Notre-Dame des enchères

Paul Vivienne, le personnage du Grand Art de Léa Simone Allegria, est un commissaire-priseur sur le déclin, vif et muséal comme son nom, en passe de devenir lui-même un charmant meuble « d’époque », unique, certes, et toujours délicieux, mais dont plus personne n’a d’usage, pas même proustien. Son constat est celui d’une fin du monde, et c’est amer, bien sûr, mais drôle aussi, car dans la grande bascule qui emporte à la fois sa jeunesse et une époque – celle des ventes aux enchères à gazette et à « marteau charmeur » – se dévoilent soudain tous les petits ridicules qui les faisaient tenir.

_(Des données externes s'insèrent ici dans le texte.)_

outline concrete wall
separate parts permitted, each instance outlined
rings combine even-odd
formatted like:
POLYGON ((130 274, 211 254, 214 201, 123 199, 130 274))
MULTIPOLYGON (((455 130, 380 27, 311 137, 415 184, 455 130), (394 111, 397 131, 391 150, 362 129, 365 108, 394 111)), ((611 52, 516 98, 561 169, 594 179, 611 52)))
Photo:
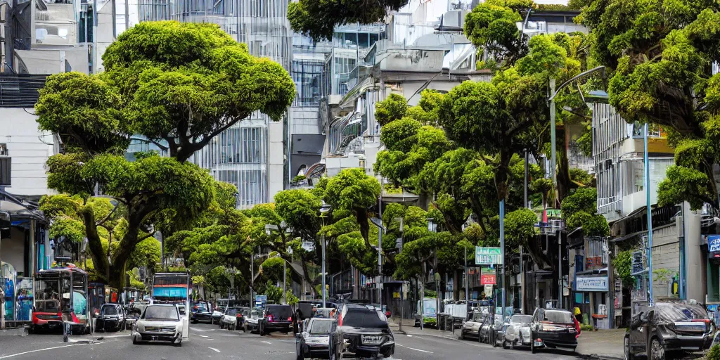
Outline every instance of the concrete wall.
POLYGON ((283 144, 283 122, 269 121, 268 124, 268 200, 283 190, 285 184, 285 148, 283 144))
MULTIPOLYGON (((656 297, 671 297, 668 283, 665 279, 657 279, 657 271, 665 269, 670 271, 670 276, 676 276, 680 271, 680 241, 678 228, 675 225, 656 229, 652 231, 652 289, 656 297)), ((672 284, 672 279, 670 281, 672 284)))
POLYGON ((290 117, 292 119, 290 128, 292 134, 320 134, 318 125, 318 107, 292 107, 290 117))
POLYGON ((0 108, 0 143, 6 143, 12 158, 11 186, 17 195, 43 195, 48 189, 45 161, 54 155, 53 135, 37 130, 32 109, 0 108), (27 112, 26 112, 27 110, 27 112))
POLYGON ((699 212, 690 211, 690 204, 683 204, 683 214, 685 222, 685 250, 688 300, 695 299, 705 302, 707 294, 707 260, 700 250, 703 238, 701 235, 700 220, 702 215, 699 212))
MULTIPOLYGON (((10 238, 1 239, 2 261, 15 268, 18 273, 25 269, 25 234, 19 228, 10 228, 10 238)), ((27 275, 27 274, 24 274, 27 275)))

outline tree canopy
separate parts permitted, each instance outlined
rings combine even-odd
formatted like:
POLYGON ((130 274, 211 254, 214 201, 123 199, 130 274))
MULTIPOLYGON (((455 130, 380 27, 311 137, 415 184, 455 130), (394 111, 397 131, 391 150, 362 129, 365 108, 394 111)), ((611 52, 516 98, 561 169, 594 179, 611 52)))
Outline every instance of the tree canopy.
MULTIPOLYGON (((186 161, 254 112, 279 120, 294 85, 279 64, 251 55, 208 23, 142 22, 120 35, 103 61, 99 74, 49 76, 35 109, 40 128, 58 133, 64 145, 48 161, 48 187, 77 195, 84 204, 110 197, 120 209, 114 212, 127 230, 109 261, 96 230, 104 220, 86 206, 78 211, 95 269, 122 287, 124 268, 144 238, 197 226, 194 220, 212 204, 234 207, 234 196, 219 194, 212 177, 186 161), (123 155, 133 136, 170 157, 138 153, 127 161, 123 155)), ((233 217, 226 222, 242 222, 233 212, 224 214, 233 217)))
POLYGON ((628 122, 659 125, 675 147, 675 163, 659 186, 659 204, 717 204, 712 168, 720 160, 720 75, 711 64, 720 60, 720 4, 581 2, 593 58, 611 71, 610 104, 628 122))

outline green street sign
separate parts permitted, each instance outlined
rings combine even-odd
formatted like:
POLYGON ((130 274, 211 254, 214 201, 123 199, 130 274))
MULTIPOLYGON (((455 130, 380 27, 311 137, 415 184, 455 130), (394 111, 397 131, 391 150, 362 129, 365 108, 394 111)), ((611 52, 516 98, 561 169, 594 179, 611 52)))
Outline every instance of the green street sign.
POLYGON ((475 265, 500 265, 503 264, 500 248, 475 246, 475 265))

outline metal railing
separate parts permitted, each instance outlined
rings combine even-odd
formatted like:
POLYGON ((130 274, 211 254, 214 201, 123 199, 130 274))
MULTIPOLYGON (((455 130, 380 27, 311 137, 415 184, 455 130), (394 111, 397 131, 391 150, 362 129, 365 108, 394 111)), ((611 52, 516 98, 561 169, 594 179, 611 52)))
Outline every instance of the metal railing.
POLYGON ((0 186, 9 186, 12 184, 11 174, 12 158, 0 156, 0 186))
POLYGON ((0 107, 33 107, 45 75, 0 75, 0 107))

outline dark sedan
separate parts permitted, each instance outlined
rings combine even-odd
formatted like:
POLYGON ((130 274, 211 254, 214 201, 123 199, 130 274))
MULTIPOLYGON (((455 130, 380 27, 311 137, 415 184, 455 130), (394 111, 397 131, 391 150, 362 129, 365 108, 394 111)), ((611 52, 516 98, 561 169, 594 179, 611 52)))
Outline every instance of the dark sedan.
POLYGON ((210 303, 204 301, 199 301, 192 306, 192 323, 199 322, 212 323, 212 312, 210 310, 210 303))
POLYGON ((343 353, 360 358, 390 358, 395 352, 395 339, 387 318, 379 310, 348 305, 340 313, 343 353))
POLYGON ((625 334, 625 357, 665 360, 668 352, 703 351, 712 343, 714 328, 701 305, 659 302, 633 317, 625 334))
POLYGON ((258 321, 260 336, 270 333, 288 333, 292 331, 292 307, 290 305, 267 305, 263 318, 258 321))
POLYGON ((101 331, 118 331, 125 329, 125 312, 120 304, 103 304, 95 319, 95 329, 101 331))
POLYGON ((530 350, 550 348, 575 352, 577 330, 572 313, 562 309, 536 309, 530 324, 530 350))
POLYGON ((339 359, 342 335, 338 330, 338 320, 314 318, 307 320, 305 330, 295 338, 297 360, 302 359, 339 359))

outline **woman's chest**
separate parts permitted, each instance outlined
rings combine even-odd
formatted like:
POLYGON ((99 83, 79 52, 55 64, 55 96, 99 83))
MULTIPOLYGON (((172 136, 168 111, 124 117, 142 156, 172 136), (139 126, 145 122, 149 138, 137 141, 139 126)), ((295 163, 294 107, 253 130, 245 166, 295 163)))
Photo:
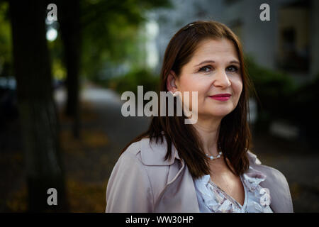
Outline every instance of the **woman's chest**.
POLYGON ((211 180, 225 194, 243 206, 245 188, 240 177, 229 175, 211 175, 211 180))

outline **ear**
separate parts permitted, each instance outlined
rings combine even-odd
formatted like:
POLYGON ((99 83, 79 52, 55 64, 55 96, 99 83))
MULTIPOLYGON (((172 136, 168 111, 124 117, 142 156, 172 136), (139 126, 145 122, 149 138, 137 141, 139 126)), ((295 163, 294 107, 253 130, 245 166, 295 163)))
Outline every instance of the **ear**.
POLYGON ((166 87, 167 91, 175 93, 177 91, 177 77, 173 70, 169 72, 167 77, 167 80, 166 81, 166 87))

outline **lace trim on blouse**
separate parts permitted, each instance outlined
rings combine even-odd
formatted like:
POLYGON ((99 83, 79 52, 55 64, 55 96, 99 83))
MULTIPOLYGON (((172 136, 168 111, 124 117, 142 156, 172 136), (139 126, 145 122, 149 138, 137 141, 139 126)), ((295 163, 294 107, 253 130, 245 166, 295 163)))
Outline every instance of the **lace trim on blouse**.
POLYGON ((245 189, 242 206, 211 180, 209 175, 194 181, 201 212, 272 212, 269 191, 259 184, 266 175, 250 167, 240 176, 245 189))

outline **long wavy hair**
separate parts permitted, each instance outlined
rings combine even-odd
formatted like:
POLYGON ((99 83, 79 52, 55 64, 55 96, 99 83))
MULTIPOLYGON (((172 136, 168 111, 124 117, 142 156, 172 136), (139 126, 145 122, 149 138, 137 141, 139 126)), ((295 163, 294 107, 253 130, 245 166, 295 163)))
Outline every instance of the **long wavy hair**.
MULTIPOLYGON (((237 36, 225 25, 217 21, 194 21, 181 28, 171 39, 165 51, 163 65, 160 74, 160 92, 168 92, 167 88, 167 77, 173 70, 179 76, 182 67, 189 62, 198 44, 203 40, 211 38, 228 39, 233 43, 238 55, 240 63, 240 72, 242 80, 242 90, 235 109, 226 115, 221 121, 218 147, 223 151, 225 162, 228 167, 236 175, 240 175, 249 168, 247 150, 251 146, 251 133, 247 122, 249 114, 248 92, 254 91, 252 83, 248 77, 244 63, 242 45, 237 36), (230 167, 226 161, 231 163, 230 167)), ((159 109, 161 104, 159 101, 159 109)), ((167 110, 167 102, 166 103, 167 110)), ((174 99, 174 107, 177 100, 174 99)), ((176 109, 176 108, 175 108, 176 109)), ((121 152, 123 153, 133 143, 143 138, 150 138, 158 143, 163 142, 164 136, 167 150, 165 160, 172 157, 173 144, 179 155, 186 164, 192 177, 196 179, 204 175, 209 175, 209 159, 203 152, 201 138, 195 128, 191 124, 185 124, 183 116, 152 116, 148 129, 129 143, 121 152)))

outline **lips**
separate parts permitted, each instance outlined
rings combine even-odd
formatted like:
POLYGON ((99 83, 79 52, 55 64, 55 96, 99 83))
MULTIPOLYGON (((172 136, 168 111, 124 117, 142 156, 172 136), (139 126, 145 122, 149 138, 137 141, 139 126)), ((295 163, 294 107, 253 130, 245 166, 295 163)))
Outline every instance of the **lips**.
POLYGON ((231 96, 230 94, 218 94, 209 96, 208 97, 210 97, 211 99, 217 100, 217 101, 228 101, 229 99, 230 99, 230 96, 231 96))
POLYGON ((210 97, 230 97, 231 96, 230 94, 218 94, 215 95, 209 96, 210 97))

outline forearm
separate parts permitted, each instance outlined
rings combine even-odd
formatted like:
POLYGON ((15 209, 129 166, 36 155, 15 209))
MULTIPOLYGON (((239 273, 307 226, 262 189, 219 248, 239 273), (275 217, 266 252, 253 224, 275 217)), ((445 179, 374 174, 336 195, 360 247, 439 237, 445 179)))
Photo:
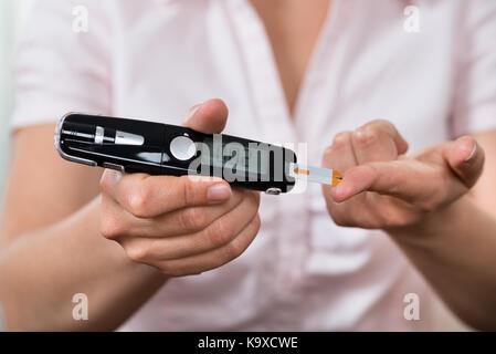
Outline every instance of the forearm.
POLYGON ((166 278, 130 261, 99 235, 97 199, 60 223, 0 250, 0 303, 8 330, 114 330, 166 278), (88 298, 88 321, 73 319, 73 295, 88 298))
POLYGON ((496 329, 496 219, 472 197, 389 233, 462 320, 496 329))

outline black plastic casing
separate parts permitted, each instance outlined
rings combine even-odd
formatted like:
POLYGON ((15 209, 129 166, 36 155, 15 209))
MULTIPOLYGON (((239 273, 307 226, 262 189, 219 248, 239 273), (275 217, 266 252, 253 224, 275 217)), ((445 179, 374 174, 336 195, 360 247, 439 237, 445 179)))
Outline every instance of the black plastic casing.
POLYGON ((204 164, 203 159, 201 159, 201 150, 197 150, 196 156, 189 160, 175 158, 170 152, 170 143, 178 136, 187 136, 194 143, 204 143, 213 139, 213 135, 176 125, 71 113, 65 115, 57 125, 55 147, 60 155, 67 160, 89 166, 114 168, 123 173, 218 176, 226 179, 235 187, 261 190, 268 194, 287 192, 295 185, 294 178, 288 175, 289 164, 296 163, 296 154, 291 149, 222 134, 222 145, 238 143, 247 149, 250 144, 262 144, 261 146, 270 149, 270 174, 255 175, 249 171, 240 171, 238 176, 241 178, 232 180, 232 175, 228 178, 224 168, 204 164), (101 126, 105 129, 122 131, 143 136, 145 142, 139 146, 107 143, 94 144, 88 142, 88 139, 62 134, 66 126, 88 126, 89 128, 101 126), (275 156, 283 157, 283 163, 276 163, 275 156), (194 164, 196 169, 191 168, 193 159, 201 162, 194 164), (281 171, 281 168, 284 168, 284 171, 281 171))

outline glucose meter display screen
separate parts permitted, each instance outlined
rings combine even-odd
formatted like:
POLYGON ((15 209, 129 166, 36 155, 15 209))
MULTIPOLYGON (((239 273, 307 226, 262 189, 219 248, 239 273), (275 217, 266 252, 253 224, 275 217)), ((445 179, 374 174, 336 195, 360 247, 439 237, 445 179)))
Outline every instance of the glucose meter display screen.
POLYGON ((222 144, 213 139, 205 139, 203 143, 202 164, 258 175, 270 171, 271 152, 256 144, 247 147, 240 143, 222 144))

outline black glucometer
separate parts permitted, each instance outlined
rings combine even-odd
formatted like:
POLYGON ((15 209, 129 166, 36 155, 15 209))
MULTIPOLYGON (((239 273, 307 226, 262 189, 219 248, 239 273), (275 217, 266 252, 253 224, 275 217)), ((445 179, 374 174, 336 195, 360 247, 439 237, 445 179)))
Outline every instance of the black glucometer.
POLYGON ((273 195, 295 185, 288 148, 170 124, 70 113, 57 124, 55 147, 70 162, 123 173, 217 176, 273 195))

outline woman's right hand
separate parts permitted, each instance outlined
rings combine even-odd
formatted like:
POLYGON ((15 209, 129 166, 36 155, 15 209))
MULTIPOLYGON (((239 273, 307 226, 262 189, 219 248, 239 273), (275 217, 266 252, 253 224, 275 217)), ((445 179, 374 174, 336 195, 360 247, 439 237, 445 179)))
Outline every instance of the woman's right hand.
MULTIPOLYGON (((228 108, 211 100, 184 125, 221 133, 228 108)), ((169 277, 198 274, 238 258, 260 229, 260 194, 213 177, 149 176, 105 170, 101 232, 127 256, 169 277)))

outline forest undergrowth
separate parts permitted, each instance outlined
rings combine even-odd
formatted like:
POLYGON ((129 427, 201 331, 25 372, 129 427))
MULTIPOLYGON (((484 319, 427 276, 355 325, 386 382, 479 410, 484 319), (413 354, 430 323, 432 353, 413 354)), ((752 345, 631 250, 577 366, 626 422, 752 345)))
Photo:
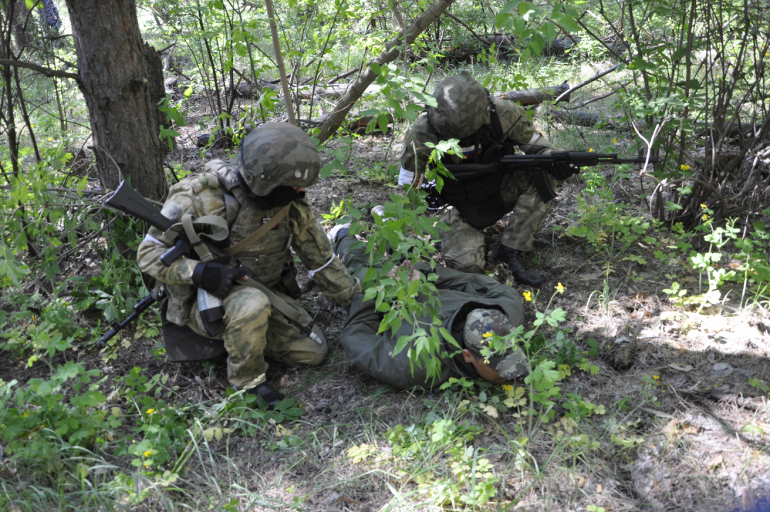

Léa Simone Allegria, Le Grand Art. Flammarion, 352 p., 20 €


Fini le temps où l’on entretenait ses réseaux à coups de petits caramels Petrossian, où il n’était pas nécessaire de faire des longueurs à la piscine du Ritz pour perdre du ventre, où l’on faisait des affaires en consultant les rubriques nécrologiques, et où les retables retrouvés au fond d’un jardin toscan avaient encore la cote et le pouvoir de drainer l’argent par gros paquets. Vivent les planches à Tintin (on se les arrache), les influenceurs Instagram, les enchères internet, les rendez-vous Tinder et les baskets blanches.

Alors voilà, sans être tout à fait vieux, avec sa culture, ses expressions (on remercie l’autrice de nous faire découvrir toute une langue des enchères), Paul Vivienne ne sait pas vraiment par quel bout prendre les choses. Heureusement pour lui, il va rencontrer Marianne (Javert), ancienne experte en faux pour la police, désormais au service d’un cabinet privé. Et leur rencontre remettra à l’honneur, non seulement une œuvre, mais tout le rêve esthético-financier que peuvent déployer les mots suivants : vierge d’humilité, rouge-gorge, nimbe d’or, retable du XIVe siècle, révolution de la perspective.

Léa Simone Allegria, Le Grand Art

© Jean-Luc Bertini

Dans ces passages où elle décrit l’œuvre qu’elle invente (du moins c’est ce qui nous semble), Léa Simone Allegria sait faire entendre à la fois un amour des œuvres, du temps qu’elles recèlent, des pratiques et des techniques oubliées et des mots qui le disent. Cependant, et c’est là sans doute que sa touche est le plus sensible et personnelle, elle fait passer tout cela sans nostalgie, sans emphase, avec toujours un espace de distanciation et d’humour qui dénoue ce que l’admiration peut avoir de figeant et rend chaque chose à son mouvement et à sa finitude. Pour que la magie de l’œuvre à la Vierge opère tout à fait, que les enchères et leur rituel se passent, au lustre ou sans lustre, il faudra en effet que Paul et Marianne s’accommodent de quelques arrangements avec l’honnêteté commune – oh, presque rien, si peu que nous laissons aux lecteurs le plaisir de les découvrir. Le rouge-gorge en sera plus beau.

Il y a dans le roman de Léa Simone Allegria, outre l’intrigue romanesque, la légèreté des phrases qui volent volontiers, la finesse comique des dialogues intérieurs – « Ah tiens […] Tiens, tiens. […] Elle souhaite savoir si j’ai des enfants. […] Tiens, tiens, tiens. Mme Cassaì », se dit Paul face à une veuve ruinée dont il s’apprête à vendre aux enchères l’héritage. Il y a quelque chose qui touche peut-être davantage, c’est – du moins dans les deux premières parties du roman, la dernière étant plutôt décevante – une façon de tirer un parti romanesque de l’instabilité de  la valeur, que ce soit la valeur esthétique, pécuniaire, et sociale des œuvres d’art, ou celle des sentiments, d’une entreprise de séduction ou de négociation. Léa Simone Allegria déploie dans son roman une façon heureuse et personnelle de faire entendre dans toute valeur une petite caisse de résonance, un vide où s’épanche, non la vérité de l’être aimé ou de l’œuvre admirée, mais l’irrépressible et fluctuant désir « d’y croire », « d’y croire à nouveau » ou « d’y croire encore, malgré tout » : à cette amourette inattendue, à cette entourloupe qui remportera peut-être le gros lot, à cette œuvre dénichée dans un appentis saturé d’odeurs de cannabis.

Il y a une petite cabane au fond d’un jardin : s’y trouve une Vierge d’humilité qui vaut peut-être des millions. Il y a une petite cabane dans le revers de toute valeur : s’y trouve un besoin de fiction et de croyance qui fait tout le sel de la vie, et dont on ne peut montrer la finitude sans beaucoup d’art et de tact.